Die Vorteile einer Zellulose Einblasdämmung und Dämmplatten aus Zellulose überwiegen. Das Material ist ökologisch, günstig in der Anschaffung und weist im Vergleich zu anderen Naturdämmstoffen eine sehr gute Wirkung auf. Im Schall- und Hitzeschutz ist die Dämmung aus Altpapier überragend. Das Risiko für Schimmel oder Probleme durch Schadinsekten ist gering. Dieser Dämmstoff wird vollständig aus recycelten Materialien hergestellt und lässt sich leicht verarbeiten. Es gibt nur wenige Nachteile. Zellulosedämmungen machen höhere Dämmstärken nötig und eignen sich nicht für feuchte Bereiche. Im Brandverhalten gilt das verarbeitete Altpapier als "normal entflammbar". Bei Einblasdämmungen sollten Sie aufgrund der Entstehung von Feinstaub eine Atemschutzmaske tragen.

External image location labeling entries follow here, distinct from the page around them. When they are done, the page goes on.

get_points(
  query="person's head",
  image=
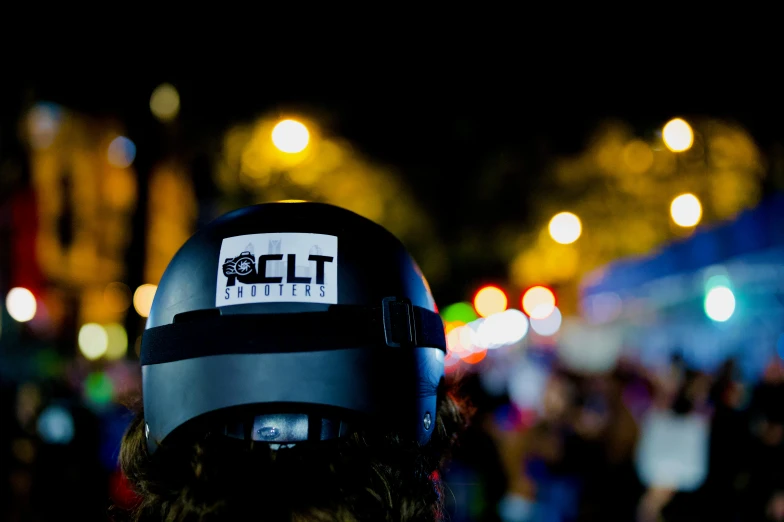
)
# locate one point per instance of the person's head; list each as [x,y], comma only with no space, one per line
[292,369]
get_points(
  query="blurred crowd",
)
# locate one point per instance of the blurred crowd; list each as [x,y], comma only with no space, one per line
[633,445]
[636,445]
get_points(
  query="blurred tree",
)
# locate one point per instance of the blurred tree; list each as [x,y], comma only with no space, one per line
[621,187]
[252,170]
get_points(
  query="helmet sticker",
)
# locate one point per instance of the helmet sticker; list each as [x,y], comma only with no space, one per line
[278,268]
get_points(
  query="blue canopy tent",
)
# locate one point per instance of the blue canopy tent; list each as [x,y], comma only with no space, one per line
[658,298]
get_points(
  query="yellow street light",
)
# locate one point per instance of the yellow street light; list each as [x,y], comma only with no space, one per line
[565,228]
[290,136]
[678,135]
[686,210]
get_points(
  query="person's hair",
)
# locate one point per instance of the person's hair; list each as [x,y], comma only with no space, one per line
[371,475]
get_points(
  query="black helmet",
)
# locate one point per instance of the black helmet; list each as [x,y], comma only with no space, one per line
[287,322]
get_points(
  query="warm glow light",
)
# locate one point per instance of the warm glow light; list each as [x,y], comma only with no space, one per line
[490,300]
[538,302]
[290,136]
[21,304]
[142,299]
[122,152]
[686,210]
[565,228]
[93,341]
[677,135]
[165,102]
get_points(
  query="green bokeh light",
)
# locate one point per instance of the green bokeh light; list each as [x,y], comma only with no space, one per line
[462,312]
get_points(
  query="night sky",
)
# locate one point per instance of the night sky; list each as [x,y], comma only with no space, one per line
[440,135]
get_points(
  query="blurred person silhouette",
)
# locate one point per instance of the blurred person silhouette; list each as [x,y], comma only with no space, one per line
[729,443]
[292,369]
[541,477]
[607,436]
[764,460]
[673,451]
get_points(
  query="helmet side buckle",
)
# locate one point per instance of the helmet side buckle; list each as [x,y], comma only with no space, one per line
[399,324]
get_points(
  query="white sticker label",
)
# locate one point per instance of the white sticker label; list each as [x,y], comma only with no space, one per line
[284,267]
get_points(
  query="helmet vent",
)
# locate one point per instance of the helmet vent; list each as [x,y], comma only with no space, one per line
[196,315]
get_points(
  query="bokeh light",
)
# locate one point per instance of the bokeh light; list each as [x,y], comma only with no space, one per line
[549,325]
[93,341]
[43,124]
[565,228]
[462,312]
[490,300]
[678,135]
[502,329]
[142,299]
[21,304]
[165,102]
[122,152]
[538,302]
[56,425]
[686,210]
[720,304]
[290,136]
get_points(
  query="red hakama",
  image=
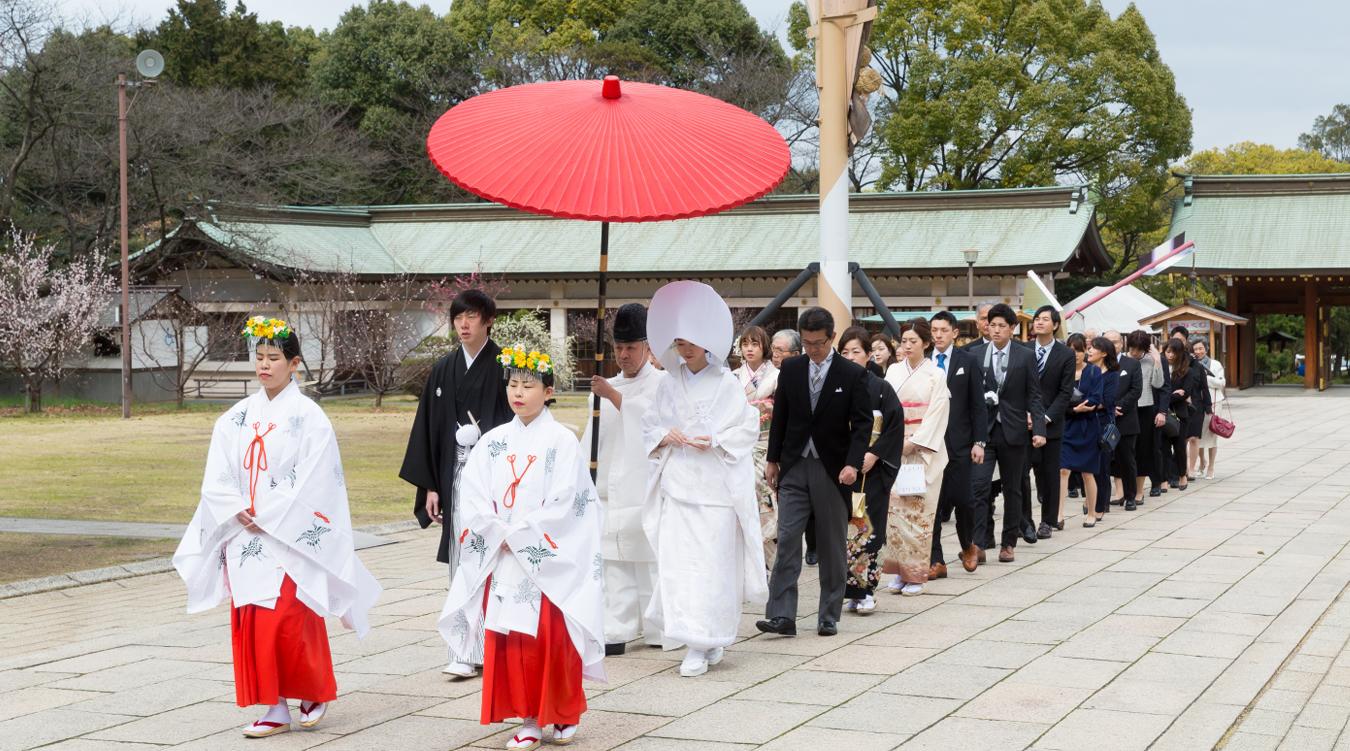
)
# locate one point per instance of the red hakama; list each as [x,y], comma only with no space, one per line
[533,676]
[281,653]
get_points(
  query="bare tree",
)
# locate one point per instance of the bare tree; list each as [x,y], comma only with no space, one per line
[377,341]
[176,341]
[47,314]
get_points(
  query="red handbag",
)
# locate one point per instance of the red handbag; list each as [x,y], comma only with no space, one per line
[1221,427]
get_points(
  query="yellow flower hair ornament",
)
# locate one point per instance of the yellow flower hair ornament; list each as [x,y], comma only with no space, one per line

Kosten einer Zellulosedämmung

Einblasdämmung

Wenn Sie sich für eine Einblasdämmung mit Zellulose entscheiden, liegen die Kosten bei einer Dachdämmung beispielsweise zwischen 20 und 60 EUR / m². Mit welchem Endpreis Sie rechnen sollten, hängt von der Dämmstärke und von der Menge an benötigtem Material ab.

Zellulosedämmung

Mit Zellulose Dämmplatten können Sie je nach Dämmstärke mit 10 bis 20 EUR /m² rechnen. Das Material ist nicht zuletzt aufgrund seiner günstigen Kosten so beliebt. Hinzu kommt die einfache Montage, die ohne größere Baumaßnahmen und damit ohne Zusatzkosten erfolgt.

Staatliche Förderungen

Für Zellulosedämmungen im Rahmen einer energetischen Sanierung können Sie verschiedene Fördermittel erhalten. Bei der BAFA und bei der KfW sind Zuschüsse von 20 Prozent der Gesamtkosten Ihrer Dämmung möglich. Ebenso können Sie beim Finanzamt eine 20-prozentige Steuervergünstigung für die Sanierung mit Zellulosedämmungen bekommen.